The problem is that nobody tells you how much discordant data was filtered out to produce those results. We are looking at data, only after it has passed through a sieve, i.e. the confirmation bias of the scientist. The concordance is an illusion because the discordance is masked.
Well all right then, here's your big chance to make your point. What data was erroneously filtered out, and why? Please cite your claims from the paper, "40Ar/39Ar age spectra and total-fusion ages of tektites from Cretaceous-Tertiary boundary sedimentary rocks in the Beloc Formation, Haiti" that the graph was lifted from.
I even found you a working link to the full text of the paper!
I mean, you're making this accusation that dates were rejected
because they didn't fit, rather than because of evidence of contamination or methodological errors. These are
big accusations -
career-ending accusations. Andrew Wakefield lost his medical license over one such intentional fudging. I assume this means you've read the paper this graph is based on and can point out where this happened. Because, you know, otherwise, you're just making stuff up about scientific research you haven't even read, and defaming a scientist baselessly. That'd be kinda bad.

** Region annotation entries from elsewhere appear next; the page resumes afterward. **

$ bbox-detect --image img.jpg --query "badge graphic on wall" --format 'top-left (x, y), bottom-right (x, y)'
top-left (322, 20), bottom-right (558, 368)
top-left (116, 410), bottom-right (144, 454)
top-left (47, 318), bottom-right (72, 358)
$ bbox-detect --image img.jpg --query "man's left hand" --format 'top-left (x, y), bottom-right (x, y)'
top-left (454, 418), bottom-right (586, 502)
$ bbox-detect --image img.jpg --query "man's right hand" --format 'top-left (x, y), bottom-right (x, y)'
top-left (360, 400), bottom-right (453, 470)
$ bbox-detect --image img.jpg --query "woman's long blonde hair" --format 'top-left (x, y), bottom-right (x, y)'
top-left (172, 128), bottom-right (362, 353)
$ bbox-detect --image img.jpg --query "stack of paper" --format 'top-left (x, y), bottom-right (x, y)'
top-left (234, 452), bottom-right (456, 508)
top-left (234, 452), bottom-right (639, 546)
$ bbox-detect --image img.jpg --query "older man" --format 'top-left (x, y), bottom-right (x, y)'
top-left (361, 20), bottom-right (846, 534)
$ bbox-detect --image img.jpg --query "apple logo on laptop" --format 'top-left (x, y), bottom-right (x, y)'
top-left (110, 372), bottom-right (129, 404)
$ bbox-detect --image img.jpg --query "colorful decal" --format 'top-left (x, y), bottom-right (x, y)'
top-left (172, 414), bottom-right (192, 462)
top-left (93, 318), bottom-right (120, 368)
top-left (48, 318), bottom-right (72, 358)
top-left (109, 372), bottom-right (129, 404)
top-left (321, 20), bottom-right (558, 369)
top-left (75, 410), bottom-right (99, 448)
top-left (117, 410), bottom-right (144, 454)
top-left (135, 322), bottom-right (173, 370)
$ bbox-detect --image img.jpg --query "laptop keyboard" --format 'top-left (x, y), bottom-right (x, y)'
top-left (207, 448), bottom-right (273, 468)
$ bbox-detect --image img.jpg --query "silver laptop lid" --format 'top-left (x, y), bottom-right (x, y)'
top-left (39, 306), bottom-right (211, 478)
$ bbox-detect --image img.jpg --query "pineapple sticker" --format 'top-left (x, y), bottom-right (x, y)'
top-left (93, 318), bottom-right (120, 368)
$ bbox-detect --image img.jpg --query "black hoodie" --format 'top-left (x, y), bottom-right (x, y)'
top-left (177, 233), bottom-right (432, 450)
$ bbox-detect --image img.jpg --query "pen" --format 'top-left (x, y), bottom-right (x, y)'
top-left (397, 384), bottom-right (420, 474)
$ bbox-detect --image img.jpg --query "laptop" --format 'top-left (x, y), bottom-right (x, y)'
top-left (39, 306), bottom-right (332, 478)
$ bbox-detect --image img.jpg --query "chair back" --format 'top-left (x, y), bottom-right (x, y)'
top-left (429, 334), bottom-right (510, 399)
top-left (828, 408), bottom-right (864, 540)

Ironically, look how many in this thread whine about "quote-mining" and "taking things out of context", yet for all the years they've been bandying about popular compilations of old-earth "dates", they themselves have never been presenting the data in its full context.
Dude, you know how I know this graph isn't some kind of out-of-context quote mine? Because the guy presenting it
is the lead author. And the data itself was published in peer review. And, you know, you can
read the paper. Something I don't think you've done or plan to do.

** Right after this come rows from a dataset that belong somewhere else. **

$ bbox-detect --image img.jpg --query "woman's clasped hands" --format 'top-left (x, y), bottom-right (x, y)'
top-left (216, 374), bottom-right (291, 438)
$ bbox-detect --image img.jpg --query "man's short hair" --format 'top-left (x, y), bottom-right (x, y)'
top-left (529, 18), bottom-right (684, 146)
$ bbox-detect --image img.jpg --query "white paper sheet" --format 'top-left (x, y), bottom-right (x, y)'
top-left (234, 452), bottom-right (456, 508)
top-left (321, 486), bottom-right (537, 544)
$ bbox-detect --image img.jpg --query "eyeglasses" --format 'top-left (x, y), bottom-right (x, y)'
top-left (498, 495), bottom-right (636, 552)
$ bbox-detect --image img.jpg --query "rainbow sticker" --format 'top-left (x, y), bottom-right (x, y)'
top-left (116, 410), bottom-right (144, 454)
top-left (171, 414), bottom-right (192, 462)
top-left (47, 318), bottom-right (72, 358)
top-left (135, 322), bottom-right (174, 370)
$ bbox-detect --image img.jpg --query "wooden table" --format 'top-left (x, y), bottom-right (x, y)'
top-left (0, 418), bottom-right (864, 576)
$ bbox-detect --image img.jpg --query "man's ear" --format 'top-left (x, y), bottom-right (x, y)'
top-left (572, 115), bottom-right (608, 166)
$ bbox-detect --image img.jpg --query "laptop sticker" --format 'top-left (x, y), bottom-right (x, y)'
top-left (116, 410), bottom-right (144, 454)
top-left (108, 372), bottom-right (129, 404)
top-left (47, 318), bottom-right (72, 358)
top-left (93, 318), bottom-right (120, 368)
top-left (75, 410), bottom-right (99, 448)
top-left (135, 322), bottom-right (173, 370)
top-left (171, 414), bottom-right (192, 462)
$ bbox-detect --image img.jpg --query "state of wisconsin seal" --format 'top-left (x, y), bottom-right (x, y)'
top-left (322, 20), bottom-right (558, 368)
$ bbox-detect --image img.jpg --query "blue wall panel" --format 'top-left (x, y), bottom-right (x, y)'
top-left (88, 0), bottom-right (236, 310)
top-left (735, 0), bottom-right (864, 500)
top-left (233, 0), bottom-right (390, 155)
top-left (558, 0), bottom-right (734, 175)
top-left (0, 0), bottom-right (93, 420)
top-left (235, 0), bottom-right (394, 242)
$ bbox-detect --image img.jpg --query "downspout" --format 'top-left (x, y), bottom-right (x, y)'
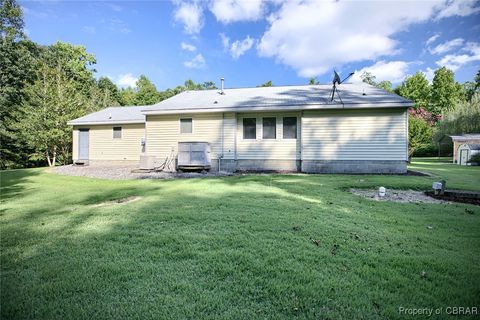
top-left (297, 110), bottom-right (304, 172)
top-left (405, 109), bottom-right (410, 163)
top-left (218, 112), bottom-right (225, 172)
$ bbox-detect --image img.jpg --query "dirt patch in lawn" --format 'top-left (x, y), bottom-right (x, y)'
top-left (92, 196), bottom-right (142, 208)
top-left (350, 188), bottom-right (451, 204)
top-left (48, 165), bottom-right (232, 180)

I don't know why you think you can just say whatever you want about research that you clearly haven't read and don't understand. Newsflash, we're
skeptics. We
check things.

When you say something like "this quote proves that an incredibly useful, widely-used and universally-accepted tool is untrustworthy", we're gonna ask for the context. When you say "this study filtered out data in order to come to its intended conclusion", we're gonna ask you to
prove it. And when you refuse to even answer the most basic of questions in order to support your opinion... Well, I dunno. What should we take from that?
(By the way, did you ever read that Forster/Warrington paper you quoted from? It's a simple yes or no question, man, how come you haven't given an answer yet?)